Figure 1 show representative R2*, R1, ΔR2*, and ΔR1 images from a single slice of the volume from one subject. Both images are acquired at the same resolution; however, R2* measures are susceptible to effective resolution loss from static gradients from large vessels. R1 measures are unaffected by this artifact; however, the SNR is substantially lower. Figure 2 shows the R2* and R1 changes observed in ROI’s across all subjects. As expected R2* is substantially more sensitive and more linear with respect to dose. In Figure 3, this non-linearity and sensitivity pattern is not present in the large vessels in which UTE-VFA R1 measures are substantially more sensitive and linear with respect to dose. Figure 4 shows pixel wise relationship between R2* and R1 measures for all subjects. The pixel wise correlation shows near linear agreement when projected onto R2*. As projected onto R1, the R2* tends to exhibit changes in R2* where the R1 does not, suggesting some blooming effects.

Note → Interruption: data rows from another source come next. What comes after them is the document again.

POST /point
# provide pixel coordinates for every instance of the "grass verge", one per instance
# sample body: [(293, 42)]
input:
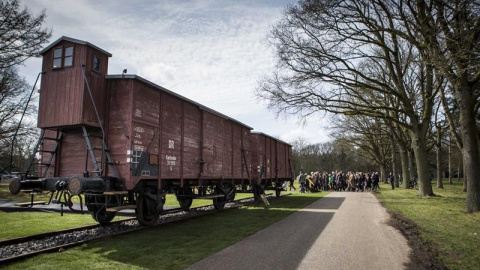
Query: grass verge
[(18, 224), (172, 246), (450, 233)]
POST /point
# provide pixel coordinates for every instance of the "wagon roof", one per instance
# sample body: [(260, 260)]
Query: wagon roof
[(266, 135), (73, 40), (133, 76)]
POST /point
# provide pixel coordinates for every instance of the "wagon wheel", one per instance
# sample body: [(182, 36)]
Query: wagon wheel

Discussion and Conclusion:

In this work, we present initial results in 8 healthy volunteers comparing R1 and R2* changes following the administration of ferumoxytol. The UTE-VFA technique employed demonstrated a high degree of correlation with R2* measures and was highly effective in large vessels. The ability to depict large vessel changes and the potential to probe permeability changes, suggest that this technique may be of value when combined with the more sensitive susceptibility based measures.

Acknowledgements

We gratefully acknowledge R01NS066982, ASNR Alzheimer’s Grant Award and GE Healthcare for assistance and support.